Keine Winterreifenpflicht, dennoch aufgrund der geografischen Lage sehr zu empfehlen. Sollte esaber bei ungeeigneter Bereifung zu Verkehrsbehinderung kommen, ist mit Geldstrafen zu rechnen.
Italien
Keine generelle Winterreifenpflicht. Streckenweise können in manchen Regionen Winterreifen oder Schneeketten mittels Verkehrsschilder vorgeschrieben werden. Im Aost-Tal hingegen müssen zwischen dem 15. Oktober und dem 15. April des Folgejahres Winterpneus montiert sein.
Frankreich
Keine generell Winterreifenpflicht, aber können kurzfristig – vor allem im Gebirge – verordnet werden. Alternativ dürfen Schneeketten eingesetzt werden.
Belgien
Keine Winterreifenpflicht, da aber in den Wintermonaten in allen Regionen mit Schnee zu rechnen ist, sind Winterreifen mit mindestens „M+S“-Bereifung empfehlenswert. Spikes sind nur vom 1. November bis 31. März gestattet.
Niederlande
Keine Winterreifenpflicht. Einsatz von Schneeketten und Spikes ist verboten.
Polen
Keine Winterreifenpflicht, wird aber dringend empfohlen, da die Straßen kaum geräumt und gesträut sind. Spikesbereifung ist verboten.
Tschechien
Hier sind Winterreifen vom 1. November bis 31. März für alle Kraftfahrzeuge bis 3,5 Tonnen verpflichtend.
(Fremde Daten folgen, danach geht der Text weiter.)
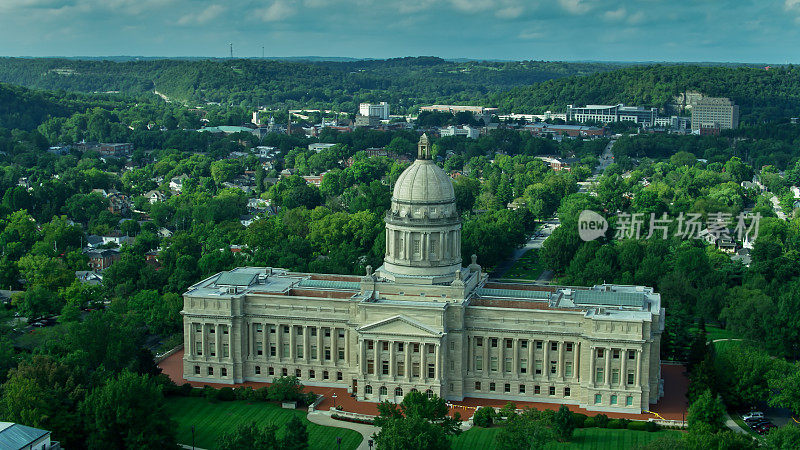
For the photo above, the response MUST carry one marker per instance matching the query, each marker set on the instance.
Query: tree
(249, 435)
(563, 425)
(524, 431)
(708, 410)
(128, 412)
(419, 422)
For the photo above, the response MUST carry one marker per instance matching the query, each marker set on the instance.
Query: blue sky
(619, 30)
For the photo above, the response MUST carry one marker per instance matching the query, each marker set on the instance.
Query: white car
(753, 415)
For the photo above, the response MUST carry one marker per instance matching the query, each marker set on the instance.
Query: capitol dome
(424, 182)
(423, 231)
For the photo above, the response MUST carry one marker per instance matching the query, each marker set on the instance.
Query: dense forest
(763, 94)
(403, 82)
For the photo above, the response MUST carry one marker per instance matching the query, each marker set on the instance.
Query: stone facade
(423, 322)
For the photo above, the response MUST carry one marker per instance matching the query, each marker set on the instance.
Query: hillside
(404, 82)
(763, 95)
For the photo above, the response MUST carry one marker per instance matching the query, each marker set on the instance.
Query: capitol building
(424, 322)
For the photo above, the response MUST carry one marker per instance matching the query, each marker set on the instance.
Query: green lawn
(213, 419)
(528, 267)
(584, 438)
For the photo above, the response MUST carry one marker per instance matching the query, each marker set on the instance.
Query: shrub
(484, 416)
(618, 424)
(637, 425)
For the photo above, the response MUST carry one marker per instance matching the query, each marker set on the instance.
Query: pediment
(400, 326)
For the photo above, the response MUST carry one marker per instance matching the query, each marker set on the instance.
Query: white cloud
(278, 10)
(615, 15)
(202, 17)
(575, 6)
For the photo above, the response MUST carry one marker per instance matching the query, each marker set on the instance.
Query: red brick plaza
(671, 407)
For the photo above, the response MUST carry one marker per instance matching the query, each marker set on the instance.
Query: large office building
(612, 113)
(423, 321)
(714, 113)
(380, 110)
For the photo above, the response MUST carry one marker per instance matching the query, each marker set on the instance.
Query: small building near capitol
(422, 321)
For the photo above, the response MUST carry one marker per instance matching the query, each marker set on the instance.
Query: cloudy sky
(619, 30)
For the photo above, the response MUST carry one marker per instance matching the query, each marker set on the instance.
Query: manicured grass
(211, 420)
(528, 267)
(584, 438)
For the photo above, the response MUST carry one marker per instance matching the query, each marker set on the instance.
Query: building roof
(15, 436)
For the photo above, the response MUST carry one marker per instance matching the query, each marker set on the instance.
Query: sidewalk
(324, 418)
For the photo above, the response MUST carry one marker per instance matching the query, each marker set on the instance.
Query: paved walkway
(324, 418)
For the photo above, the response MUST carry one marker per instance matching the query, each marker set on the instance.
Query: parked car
(753, 415)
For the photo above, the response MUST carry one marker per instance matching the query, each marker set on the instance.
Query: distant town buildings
(711, 114)
(612, 113)
(466, 130)
(380, 110)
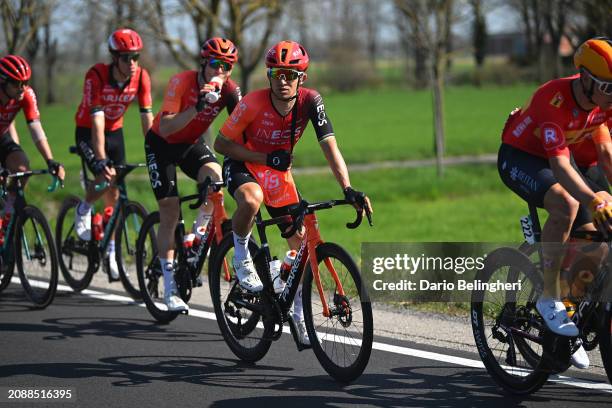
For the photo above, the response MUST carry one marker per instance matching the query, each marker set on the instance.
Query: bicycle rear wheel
(238, 325)
(130, 223)
(36, 258)
(148, 270)
(342, 341)
(74, 254)
(506, 322)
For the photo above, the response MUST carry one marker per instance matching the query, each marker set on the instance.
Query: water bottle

Die Mindestprofiltiefe beträgt 4 Millimeter.
Dänemark
Keine Winterreifenpflicht. Einsatz von Schneeketten und Spikes ist nur vom 1. November bis 15. April gestattet.
Luxemburg
Hier gilt ebenfalls situative Winterreifenpflicht für Glatteis, Schneematsch und Glätte auf Grund von Schnee, Eis oder Raureif. Spikes sind nur vom 1. Dezember bis 31. März erlaubt.

Wohin mit den alten Winterreifen?

Ist es an der Zeit neue Winterpneus zu kaufen, müssen die alten entsorgt werden. Der Hausmüll ist keine Alternative, denn Reifen bestehen nicht (nur) aus Gummi, sondern aus vielen verschiedenen High-Tech-Teilen, die eine fachgerechte Entsorgung verlangen.

Eine Möglichkeit ist, die Reifen bei Unternehmen abzugeben, die sich auf Reifenentsorgung spezialisiert haben. Der Vorteil hierbei ist, dass die Reifen recycelt werden oder bei noch vorhandener Profiltiefe ins Ausland exportiert werden.

Auch der Reifenhändler oder die Autowerkstatt des Vertrauens nimmt in der Regel (gratis oder gegen eine kleine Gebühr) die alten Winterreifen entgegen. Oft kann dies mit dem Kauf neuer Winterreifen verbunden werden.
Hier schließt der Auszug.